- Also known as: More/Further Tales from Northumberland with Robson Green
- Genre: Documentary
- Presented by: Robson Green
- Country of origin: United Kingdom
- Original language: English
- No. of series: 3
- No. of episodes: 24

Production
- Running time: 30 minutes (inc. adverts)
- Production company: Shiver Productions

Original release
- Network: ITV
- Release: 28 October 2013 – 18 April 2016

Related
- James Nesbitt's Ireland Cornwall with Caroline Quentin

= Tales from Northumberland with Robson Green =

Tales from Northumberland with Robson Green is a British documentary series which sees Robson Green travel around his home county of Northumberland in the North of England.

==Transmissions==
- Tales from Northumberland

| Series | Start date | End date | Episodes |
|---|---|---|---|
| 1 | 28 October 2013 | 23 December 2013 | 8 |
| 2 | 16 February 2015 | 6 April 2015 | 8 |
| 3 | 29 February 2016 | 18 April 2016 | 8 |

- Tales from the Coast

| Series | Start date | End date | Episodes |
|---|---|---|---|
| 1 | 31 January 2017 | 21 February 2017 | 4 |

===Episodes===
- Series 1
The first series aired from 28 October until 16 December 2013.
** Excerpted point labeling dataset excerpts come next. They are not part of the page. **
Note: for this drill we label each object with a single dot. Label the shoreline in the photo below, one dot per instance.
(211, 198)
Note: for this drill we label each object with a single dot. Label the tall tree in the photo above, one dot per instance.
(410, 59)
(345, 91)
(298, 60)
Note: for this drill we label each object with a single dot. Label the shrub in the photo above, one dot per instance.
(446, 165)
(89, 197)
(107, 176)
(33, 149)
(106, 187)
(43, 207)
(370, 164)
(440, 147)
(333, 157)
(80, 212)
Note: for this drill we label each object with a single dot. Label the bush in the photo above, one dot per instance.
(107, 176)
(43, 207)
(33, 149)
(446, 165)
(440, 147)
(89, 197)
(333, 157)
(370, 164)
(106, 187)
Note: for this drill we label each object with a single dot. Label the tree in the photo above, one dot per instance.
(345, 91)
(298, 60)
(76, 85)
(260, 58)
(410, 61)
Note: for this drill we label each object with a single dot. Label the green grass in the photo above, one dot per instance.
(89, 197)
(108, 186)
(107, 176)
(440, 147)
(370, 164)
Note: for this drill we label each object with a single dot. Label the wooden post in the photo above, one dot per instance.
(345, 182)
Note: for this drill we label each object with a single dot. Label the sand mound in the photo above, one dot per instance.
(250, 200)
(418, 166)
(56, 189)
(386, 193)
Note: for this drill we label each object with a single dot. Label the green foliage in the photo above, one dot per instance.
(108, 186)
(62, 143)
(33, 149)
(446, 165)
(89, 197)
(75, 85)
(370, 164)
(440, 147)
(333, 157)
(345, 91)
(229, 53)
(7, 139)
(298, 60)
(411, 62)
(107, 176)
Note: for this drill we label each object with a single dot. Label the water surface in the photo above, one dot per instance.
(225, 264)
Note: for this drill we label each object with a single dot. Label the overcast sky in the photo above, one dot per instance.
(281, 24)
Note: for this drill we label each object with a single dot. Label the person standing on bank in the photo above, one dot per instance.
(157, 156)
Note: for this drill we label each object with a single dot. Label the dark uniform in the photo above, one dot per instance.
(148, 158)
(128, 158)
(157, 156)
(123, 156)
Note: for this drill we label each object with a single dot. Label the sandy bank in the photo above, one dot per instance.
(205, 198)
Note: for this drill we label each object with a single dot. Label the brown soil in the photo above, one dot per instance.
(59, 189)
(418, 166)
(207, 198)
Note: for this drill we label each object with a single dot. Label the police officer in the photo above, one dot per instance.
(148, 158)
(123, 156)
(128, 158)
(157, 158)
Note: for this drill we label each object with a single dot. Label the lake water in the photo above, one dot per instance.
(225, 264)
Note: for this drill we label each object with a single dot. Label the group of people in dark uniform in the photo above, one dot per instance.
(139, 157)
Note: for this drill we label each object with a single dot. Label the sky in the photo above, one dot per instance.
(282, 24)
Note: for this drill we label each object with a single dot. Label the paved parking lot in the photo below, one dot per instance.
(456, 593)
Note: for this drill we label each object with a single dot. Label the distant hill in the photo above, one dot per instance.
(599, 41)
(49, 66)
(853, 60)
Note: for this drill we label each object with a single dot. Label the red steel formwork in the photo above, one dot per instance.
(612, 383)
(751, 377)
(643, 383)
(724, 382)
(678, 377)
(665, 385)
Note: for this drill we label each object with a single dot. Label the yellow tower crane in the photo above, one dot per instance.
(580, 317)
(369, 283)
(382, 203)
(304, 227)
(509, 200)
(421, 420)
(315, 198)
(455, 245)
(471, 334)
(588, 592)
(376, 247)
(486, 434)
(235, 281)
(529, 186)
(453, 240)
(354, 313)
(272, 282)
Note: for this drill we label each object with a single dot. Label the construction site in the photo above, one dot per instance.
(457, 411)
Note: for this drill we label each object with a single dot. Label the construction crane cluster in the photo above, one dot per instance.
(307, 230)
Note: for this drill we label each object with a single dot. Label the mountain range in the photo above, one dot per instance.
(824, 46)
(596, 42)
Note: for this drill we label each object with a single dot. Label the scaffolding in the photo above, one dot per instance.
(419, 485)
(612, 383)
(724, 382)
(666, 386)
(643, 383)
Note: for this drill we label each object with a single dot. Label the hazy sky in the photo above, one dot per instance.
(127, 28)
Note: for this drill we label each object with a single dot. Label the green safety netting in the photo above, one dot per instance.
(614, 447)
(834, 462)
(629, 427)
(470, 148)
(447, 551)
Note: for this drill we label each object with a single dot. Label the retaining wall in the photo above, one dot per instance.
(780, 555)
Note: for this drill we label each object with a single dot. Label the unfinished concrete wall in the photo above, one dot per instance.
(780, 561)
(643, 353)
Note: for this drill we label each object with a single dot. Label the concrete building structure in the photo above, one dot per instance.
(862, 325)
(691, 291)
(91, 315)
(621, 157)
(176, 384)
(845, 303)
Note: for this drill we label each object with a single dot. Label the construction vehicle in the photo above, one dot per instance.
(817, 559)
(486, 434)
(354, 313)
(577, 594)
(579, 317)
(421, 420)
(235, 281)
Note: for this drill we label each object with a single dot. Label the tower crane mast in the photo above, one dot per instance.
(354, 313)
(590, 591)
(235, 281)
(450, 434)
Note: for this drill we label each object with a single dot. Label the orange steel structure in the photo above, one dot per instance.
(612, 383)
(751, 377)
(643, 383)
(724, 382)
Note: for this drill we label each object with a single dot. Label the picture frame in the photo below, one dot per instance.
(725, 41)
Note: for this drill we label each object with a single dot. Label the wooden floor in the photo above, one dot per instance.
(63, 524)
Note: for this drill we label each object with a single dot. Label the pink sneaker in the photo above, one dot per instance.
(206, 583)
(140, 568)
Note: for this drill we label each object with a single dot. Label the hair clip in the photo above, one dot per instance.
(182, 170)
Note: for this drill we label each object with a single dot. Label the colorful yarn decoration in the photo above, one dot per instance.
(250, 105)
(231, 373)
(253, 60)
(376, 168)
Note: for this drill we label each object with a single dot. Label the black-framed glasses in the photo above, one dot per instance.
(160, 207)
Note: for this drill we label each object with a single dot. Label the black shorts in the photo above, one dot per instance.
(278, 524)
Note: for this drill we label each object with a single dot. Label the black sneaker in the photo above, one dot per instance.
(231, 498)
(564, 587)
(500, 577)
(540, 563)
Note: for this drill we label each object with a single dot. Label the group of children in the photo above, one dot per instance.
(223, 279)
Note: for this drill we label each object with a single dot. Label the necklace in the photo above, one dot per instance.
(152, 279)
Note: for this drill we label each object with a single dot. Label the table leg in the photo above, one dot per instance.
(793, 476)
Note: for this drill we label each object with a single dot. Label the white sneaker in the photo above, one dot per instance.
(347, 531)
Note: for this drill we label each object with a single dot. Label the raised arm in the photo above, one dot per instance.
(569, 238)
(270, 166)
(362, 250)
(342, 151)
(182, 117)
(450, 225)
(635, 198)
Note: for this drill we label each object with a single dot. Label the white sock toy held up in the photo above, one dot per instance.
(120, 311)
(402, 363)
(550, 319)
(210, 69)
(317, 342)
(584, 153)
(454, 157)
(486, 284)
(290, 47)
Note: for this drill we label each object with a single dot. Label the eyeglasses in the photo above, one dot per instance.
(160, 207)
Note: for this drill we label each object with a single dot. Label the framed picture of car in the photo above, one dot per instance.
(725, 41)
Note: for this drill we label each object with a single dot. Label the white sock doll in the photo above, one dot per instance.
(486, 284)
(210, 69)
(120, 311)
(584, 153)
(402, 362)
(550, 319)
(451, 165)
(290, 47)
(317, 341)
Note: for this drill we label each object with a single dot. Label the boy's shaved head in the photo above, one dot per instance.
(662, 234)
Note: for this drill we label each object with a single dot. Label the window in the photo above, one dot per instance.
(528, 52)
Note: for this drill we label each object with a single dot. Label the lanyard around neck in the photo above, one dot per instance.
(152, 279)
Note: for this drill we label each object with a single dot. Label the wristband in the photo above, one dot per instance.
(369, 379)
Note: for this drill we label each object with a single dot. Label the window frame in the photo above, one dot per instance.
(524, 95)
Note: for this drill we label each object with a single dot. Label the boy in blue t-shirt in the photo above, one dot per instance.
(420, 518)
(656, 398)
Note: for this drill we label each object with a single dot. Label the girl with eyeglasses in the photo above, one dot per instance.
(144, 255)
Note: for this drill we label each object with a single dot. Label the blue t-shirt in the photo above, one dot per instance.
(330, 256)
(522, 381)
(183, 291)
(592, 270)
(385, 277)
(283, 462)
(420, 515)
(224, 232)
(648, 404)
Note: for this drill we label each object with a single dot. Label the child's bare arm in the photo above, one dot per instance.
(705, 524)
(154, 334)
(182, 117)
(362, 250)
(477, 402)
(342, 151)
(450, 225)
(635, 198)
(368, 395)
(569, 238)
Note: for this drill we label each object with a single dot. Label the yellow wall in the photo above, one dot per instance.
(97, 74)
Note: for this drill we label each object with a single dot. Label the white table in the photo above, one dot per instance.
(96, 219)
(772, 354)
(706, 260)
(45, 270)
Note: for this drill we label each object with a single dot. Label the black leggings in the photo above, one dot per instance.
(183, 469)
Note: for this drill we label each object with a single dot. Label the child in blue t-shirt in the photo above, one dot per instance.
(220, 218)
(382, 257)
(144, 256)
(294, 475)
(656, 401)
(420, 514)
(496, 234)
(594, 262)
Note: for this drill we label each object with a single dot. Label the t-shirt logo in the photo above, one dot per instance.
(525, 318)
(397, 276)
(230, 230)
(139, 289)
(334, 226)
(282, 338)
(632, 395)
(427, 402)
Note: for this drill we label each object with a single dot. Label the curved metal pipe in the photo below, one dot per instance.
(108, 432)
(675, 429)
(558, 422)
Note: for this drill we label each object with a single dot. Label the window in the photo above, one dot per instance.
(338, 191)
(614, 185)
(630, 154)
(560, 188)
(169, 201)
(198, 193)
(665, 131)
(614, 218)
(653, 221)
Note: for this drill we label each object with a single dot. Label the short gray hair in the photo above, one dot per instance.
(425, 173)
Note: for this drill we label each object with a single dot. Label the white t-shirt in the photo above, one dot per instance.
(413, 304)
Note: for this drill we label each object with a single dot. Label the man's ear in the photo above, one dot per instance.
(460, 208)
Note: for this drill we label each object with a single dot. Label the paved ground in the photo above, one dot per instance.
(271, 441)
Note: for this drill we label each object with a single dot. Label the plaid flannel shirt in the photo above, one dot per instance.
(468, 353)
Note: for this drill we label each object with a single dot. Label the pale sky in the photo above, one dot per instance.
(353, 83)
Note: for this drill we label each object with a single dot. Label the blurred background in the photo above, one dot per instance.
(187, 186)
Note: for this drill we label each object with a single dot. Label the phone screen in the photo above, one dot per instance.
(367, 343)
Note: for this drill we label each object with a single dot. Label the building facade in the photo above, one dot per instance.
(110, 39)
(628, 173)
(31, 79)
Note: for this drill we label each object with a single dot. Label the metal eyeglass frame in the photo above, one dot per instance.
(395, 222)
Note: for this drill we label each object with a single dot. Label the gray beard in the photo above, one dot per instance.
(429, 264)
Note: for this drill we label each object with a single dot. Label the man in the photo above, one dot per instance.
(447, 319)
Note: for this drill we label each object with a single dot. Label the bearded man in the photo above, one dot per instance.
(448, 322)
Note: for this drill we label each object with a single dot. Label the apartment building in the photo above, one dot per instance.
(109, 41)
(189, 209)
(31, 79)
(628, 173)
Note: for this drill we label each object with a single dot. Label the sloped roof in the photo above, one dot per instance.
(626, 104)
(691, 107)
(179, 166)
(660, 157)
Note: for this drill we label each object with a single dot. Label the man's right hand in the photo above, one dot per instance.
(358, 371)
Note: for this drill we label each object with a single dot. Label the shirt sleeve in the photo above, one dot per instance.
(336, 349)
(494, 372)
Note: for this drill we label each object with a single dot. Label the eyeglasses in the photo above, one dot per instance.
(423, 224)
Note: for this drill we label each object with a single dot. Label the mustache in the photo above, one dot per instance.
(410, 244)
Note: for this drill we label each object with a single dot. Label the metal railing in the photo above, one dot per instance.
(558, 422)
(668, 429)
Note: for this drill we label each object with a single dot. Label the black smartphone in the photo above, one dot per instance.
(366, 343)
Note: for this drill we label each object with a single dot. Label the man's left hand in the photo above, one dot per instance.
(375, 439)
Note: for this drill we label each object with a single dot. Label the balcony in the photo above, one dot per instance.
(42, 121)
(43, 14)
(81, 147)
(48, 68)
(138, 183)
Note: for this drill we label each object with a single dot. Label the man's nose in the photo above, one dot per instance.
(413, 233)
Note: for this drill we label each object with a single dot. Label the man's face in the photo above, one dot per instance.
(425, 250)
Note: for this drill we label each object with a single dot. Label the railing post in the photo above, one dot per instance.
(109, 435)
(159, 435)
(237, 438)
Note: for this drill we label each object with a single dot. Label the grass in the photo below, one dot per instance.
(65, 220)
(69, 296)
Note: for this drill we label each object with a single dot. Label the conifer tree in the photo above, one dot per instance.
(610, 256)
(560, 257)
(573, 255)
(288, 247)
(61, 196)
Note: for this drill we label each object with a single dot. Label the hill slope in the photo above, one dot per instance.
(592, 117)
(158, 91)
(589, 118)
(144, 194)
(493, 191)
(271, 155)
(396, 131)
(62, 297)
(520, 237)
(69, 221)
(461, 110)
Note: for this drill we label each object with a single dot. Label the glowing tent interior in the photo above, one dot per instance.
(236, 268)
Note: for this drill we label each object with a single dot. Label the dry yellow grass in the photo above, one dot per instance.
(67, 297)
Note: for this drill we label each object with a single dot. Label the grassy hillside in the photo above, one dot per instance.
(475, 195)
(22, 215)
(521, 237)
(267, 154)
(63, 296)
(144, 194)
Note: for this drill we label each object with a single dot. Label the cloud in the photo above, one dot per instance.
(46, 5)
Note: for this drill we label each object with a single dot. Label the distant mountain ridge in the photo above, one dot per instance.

| Episode No. | Original air date | Viewers (millions) | ITV weekly ranking |
|---|---|---|---|
| 1 | 28 October 2013 | 3.25 | 21 |
| 2 | 4 November 2013 | 3.28 | 23 |
| 3 | 11 November 2013 | 3.30 | 19 |
| 4 | 18 November 2013 | 3.29 | 25 |
| 5 | 29 November 2013 | 3.10 | 26 |
| 6 | 2 December 2013 | 3.27 | 25 |
| 7 | 16 December 2013 | 2.98 | 21 |
| 8 | 23 December 2013 | 3.08 | 27 |

- Series 2
The second series aired from 16 February until 6 April 2015. The series was titled More Tales from Northumberland with Robson Green.

| Episode No. | Original air date | Viewers (millions) | ITV weekly ranking |
|---|---|---|---|
| 1 | 16 February 2015 | 2.79 | 23 |
| 2 | 23 February 2015 | Under 2.54 | N/A |
| 3 | 2 March 2015 | Under 2.54 | N/A |
| 4 | 9 March 2015 | Under 2.54 | N/A |
| 5 | 16 March 2015 | 3.13 | 20 |
| 6 | 23 March 2015 | Under 2.41 | N/A |
| 7 | 30 March 2015 | Under 2.46 | N/A |
| 8 | 6 April 2015 | 2.64 | 22 |

- Series 3
The third series began airing on 29 February 2016 and was titled Further Tales from Northumberland with Robson Green.

| Episode No. | Original air date | Viewers (millions) | ITV weekly ranking |
|---|---|---|---|
| 1 | 29 February 2016 | Under 2.80 | N/A |
| 2 | 7 March 2016 | Under 2.71 | N/A |
| 3 | 14 March 2016 | Under 2.25 | N/A |
| 4 | 21 March 2016 | 3.13 | 20 |
| 5 | 28 March 2016 | Under 2.41 | N/A |
| 6 | 4 April 2016 | Under 2.46 | N/A |
| 7 | 11 April 2016 | 2.64 | 22 |
| 8 | 18 April 2016 | Under 2.23 | N/A |

==Tales from the Coast with Robson Green==

| Episode No. | Original air date | Locations featured | Viewers (millions) | ITV weekly ranking |
|---|---|---|---|---|
| 1 | 31 January 2017 | Ilfracombe, Clovelly & Lundy |  |  |
| 2 | 7 February 2017 | Pembrokeshire |  |  |
| 3 | 14 February 2017 | Outer Hebrides | 3.14 | 30 |
| 4 | 21 February 2017 | Essex and Suffolk |  |  |

==DVD release==
The Region 2 DVD for the first series was released on 6 January 2014.